Les délais étaient trop courts pour qu’un véritable programme puisse être développé. Du côté des RN, on peut accéder à des éléments de programme mais la lecture et les bibliothèques ne sont pas incluses. Or, des éléments recueillis par Livres-Hebdo lors des élections européennes ont révélé une demande de budgets et de soutien au Prêt Numérique en Bibliothèque. Dans l’actualité, l’idée a refait surface par le député Jean-Philippe Tanguy de supprimer les mangas du Pass Culture, ce qui laisse entendre une vision réduite de la culture.

De son côté, le programme PFN se limite à l’affirmation d’un soutien aux budgets de la culture et du service public, y compris les médias, porteurs ainsi d’une valeur de pluralisme.

On peut également noter des positions prises par des représentants du RN concernant les actions culturelles en médiathèque.
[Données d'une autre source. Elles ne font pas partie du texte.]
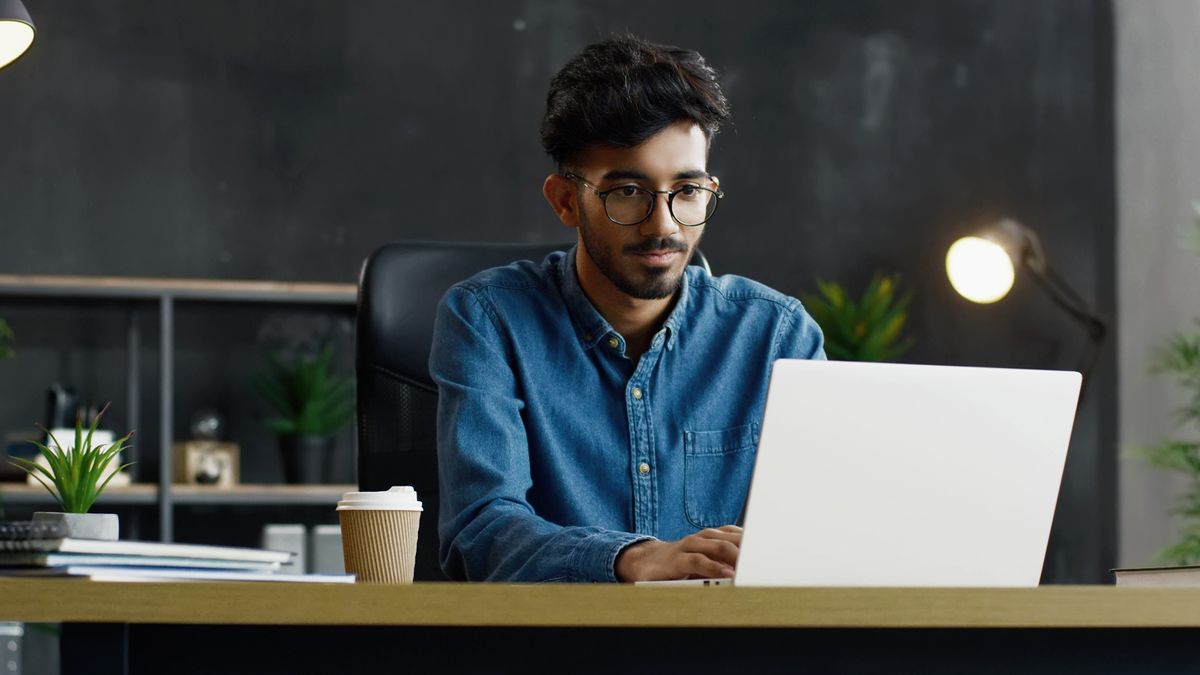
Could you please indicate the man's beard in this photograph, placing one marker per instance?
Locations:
(659, 282)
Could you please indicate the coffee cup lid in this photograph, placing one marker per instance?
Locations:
(400, 497)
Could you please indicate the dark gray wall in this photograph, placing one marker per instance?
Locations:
(287, 139)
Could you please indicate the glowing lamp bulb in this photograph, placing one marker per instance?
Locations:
(15, 39)
(979, 269)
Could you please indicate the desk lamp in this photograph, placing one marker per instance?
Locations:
(16, 31)
(982, 269)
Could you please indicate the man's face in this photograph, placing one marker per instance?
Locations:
(643, 261)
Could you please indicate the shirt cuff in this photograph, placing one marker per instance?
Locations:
(595, 557)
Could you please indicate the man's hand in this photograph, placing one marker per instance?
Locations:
(708, 554)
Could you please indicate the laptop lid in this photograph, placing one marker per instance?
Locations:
(887, 475)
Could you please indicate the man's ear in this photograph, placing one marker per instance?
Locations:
(562, 196)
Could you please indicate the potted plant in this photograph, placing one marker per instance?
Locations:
(311, 405)
(1180, 360)
(76, 475)
(865, 330)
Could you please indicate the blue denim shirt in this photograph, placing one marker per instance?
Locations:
(556, 451)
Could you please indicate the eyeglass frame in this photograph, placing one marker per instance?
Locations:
(604, 199)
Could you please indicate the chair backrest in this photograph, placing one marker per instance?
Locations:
(399, 292)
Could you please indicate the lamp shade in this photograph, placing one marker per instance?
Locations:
(16, 31)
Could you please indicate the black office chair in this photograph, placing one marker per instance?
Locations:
(399, 292)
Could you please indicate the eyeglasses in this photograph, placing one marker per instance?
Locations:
(690, 205)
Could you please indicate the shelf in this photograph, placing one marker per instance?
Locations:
(148, 494)
(316, 495)
(205, 290)
(23, 494)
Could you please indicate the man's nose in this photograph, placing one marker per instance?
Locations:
(660, 225)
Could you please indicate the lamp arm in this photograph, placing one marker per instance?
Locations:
(1078, 309)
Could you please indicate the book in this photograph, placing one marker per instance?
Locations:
(61, 560)
(157, 549)
(1179, 575)
(112, 573)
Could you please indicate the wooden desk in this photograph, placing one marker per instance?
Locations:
(457, 627)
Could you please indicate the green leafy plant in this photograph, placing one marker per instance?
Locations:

Ainsi la lecture d’un texte ironique sur la maternité contesté par une élue RN ou la distribution de tracts par des militantes du RN contre « l’endoctrinement des [nos jeunes] enfants » à propos d’un atelier de lecture animé par des artistes drag queen. Ces « faits divers » traduisant une vision peu ouverte de la culture pourraient bien se multiplier si le RN arrive à Matignon.

Besoin de bibliothèques plus que jamais

Quels que soient les résultats des élections législatives, parce que nos existences sont variables, fragiles et soumises à des enjeux qui nous dépassent tant individuellement que temporellement (réchauffement climatique, enjeux démographiques…), il paraît évident que ce qui nous rassemble doit être plus fort. que ce qui nous divise. L’universel n’est pas une notion abstraite et lointaine, nous sommes chacun porteurs de cette idée à travers notre expérience personnelle du monde et de sa fragilité. Nous pourrions tous être si différents les uns des autres…

Par les collections et les espaces qu’elles nous offrent, par leurs activités et par leur existence même, les bibliothèques portent et font vivre cette idée. Oui, nous avons plus que jamais besoin de bibliothèques.